EDEN PRAIRIE, Minn. -- Minnesota's locker room is divided over the arrival of quarterback Brett Favre, according to ESPN's Adam Schefter. And the nature of that division might surprise you. From Schefter's latest news story.
Sources with knowledge of the Vikings locker-room dynamics say some players believe Tarvaris Jackson gives the Vikings the best chance to win, while other players believe Sage Rosenfels gives the team the best chance to win ... In the words of one NFL source, Favre has "little support" in the locker room. ...
That's right: Schefter reports that the "schism" is between Jackson supporters and Rosenfels supporters. To this point, Schefter suggests, there are no Favre supporters.

Favre's impact on locker room chemistry has been an issue since this spring, when defensive end Ray Edwards joked that Favre is a "prima donna" and questioned whether he would use the same dressing room as the rest of the team. Favre's arrival last week, days after the Vikings broke training camp, did little to dispel the issue.

A few of us asked coach Brad Childress about the situation Wednesday afternoon. Childress said he hasn't seen "anything that points to that" but made clear it wouldn't matter if it were true.

"I think all of them will cite that business is business," Childress said. "Whether they like it or not, that's the way it is. As I told Tarvaris, I don't expect you to like it. He's a highly competitive guy, and he came back and played very well [last Friday against Kansas City]. That benefits him, that benefits us. There's no downside to that. I don't expect those guys to like it. But I expect them to deal with it and go forward. And by and large, that's exactly what's happened."

The normally private Childress even recalled an anecdote from his own life to demonstrate he understood the possible range of emotions in his locker room. As a teenager, Childress said he worked as a lifeguard at an apartment complex partially owed by his father.

"I decided to go over and have a little party at the club house and got fired," Childress said. "The man that was the majority owner of the place fired me. I was in tears. He said, 'It's nothing personal. ... Business is business and friends are friends.' So, business is business.”

(In that scenario, is Jackson the lifeguard? I'm not sure. But Childress' point is that you can't play favorites based on personal alignments.)

Tailback Adrian Peterson, meanwhile, looked genuinely surprised when asked about the dynamic Wednesday. "That's something new to me,” he said. "I'm not sensing nothing like that at all.
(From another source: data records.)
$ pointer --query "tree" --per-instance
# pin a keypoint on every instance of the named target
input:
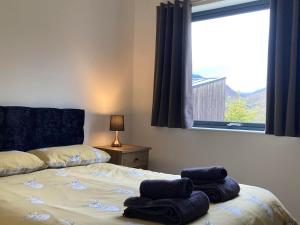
(237, 111)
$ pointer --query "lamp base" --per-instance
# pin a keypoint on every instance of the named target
(116, 142)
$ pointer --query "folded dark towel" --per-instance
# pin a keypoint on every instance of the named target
(220, 191)
(205, 173)
(168, 211)
(156, 189)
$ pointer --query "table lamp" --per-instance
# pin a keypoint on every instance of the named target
(116, 124)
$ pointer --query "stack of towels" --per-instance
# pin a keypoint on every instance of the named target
(167, 202)
(183, 200)
(214, 182)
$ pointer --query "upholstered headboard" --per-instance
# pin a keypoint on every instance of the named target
(24, 128)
I don't know where that came from. That's news to me."

Ultimately, this issue will melt away if Favre has a productive season. And to whatever extent there are players who favor Jackson, I just don't find that sentiment credible. No one with 20-20 vision this summer could have seen enough from Jackson -- or Rosenfels, for that matter -- to believe the Vikings would have been better off without Favre.
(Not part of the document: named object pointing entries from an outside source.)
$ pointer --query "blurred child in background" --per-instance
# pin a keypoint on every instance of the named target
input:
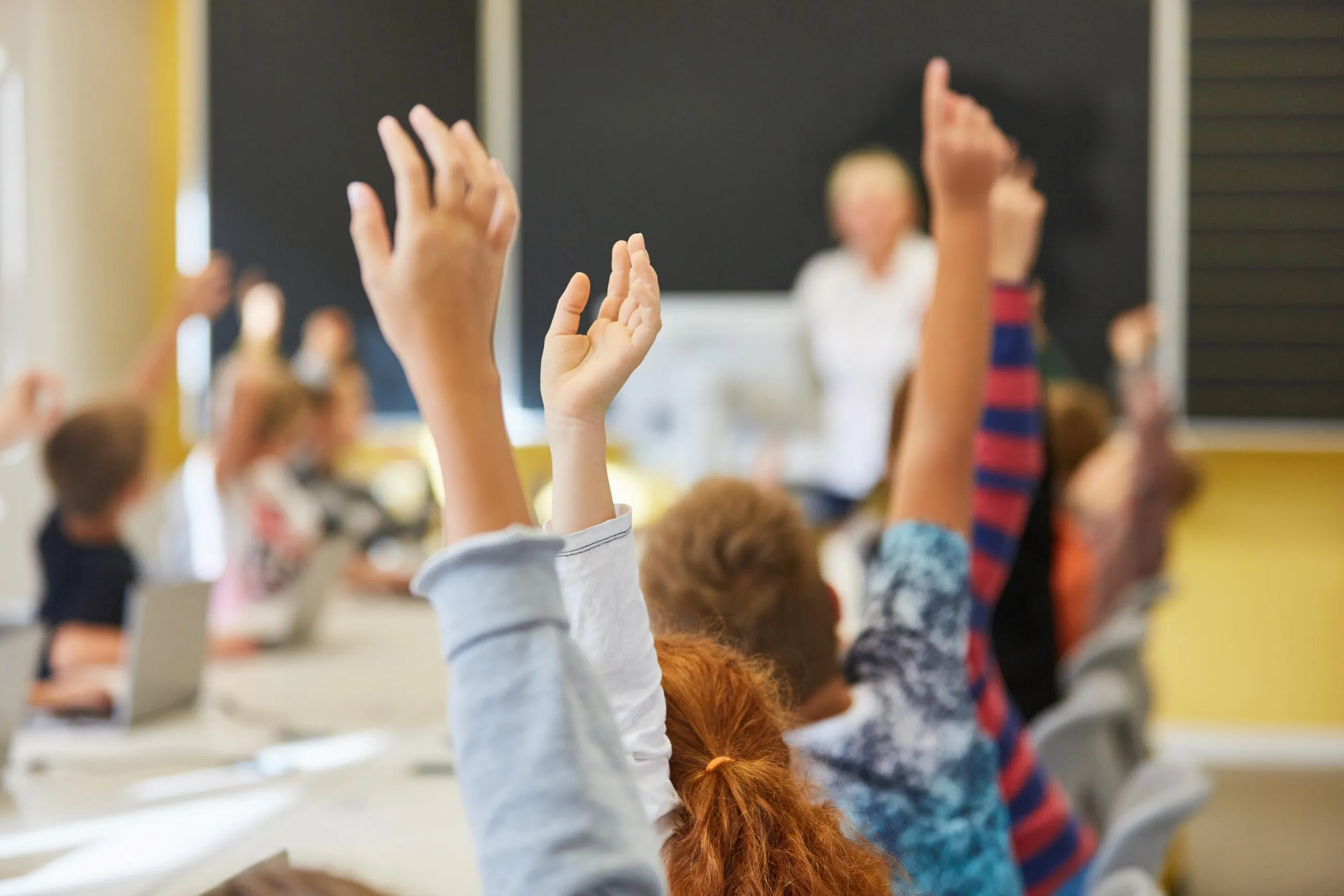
(339, 391)
(30, 408)
(270, 523)
(1124, 493)
(99, 465)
"I think it's tremendous that guys feel that way about their teammates,” Childress said. "We don't live in a vacuum. Those guys don't sit at their stalls and not get to know each other. That's part of the dynamic and people come and go and that's part of the dynamic, too. It's part of this deal. Does anybody like it? No. ... That's the hardest job, when you have to tell people that their dream is done. It is a dynamic and that's real."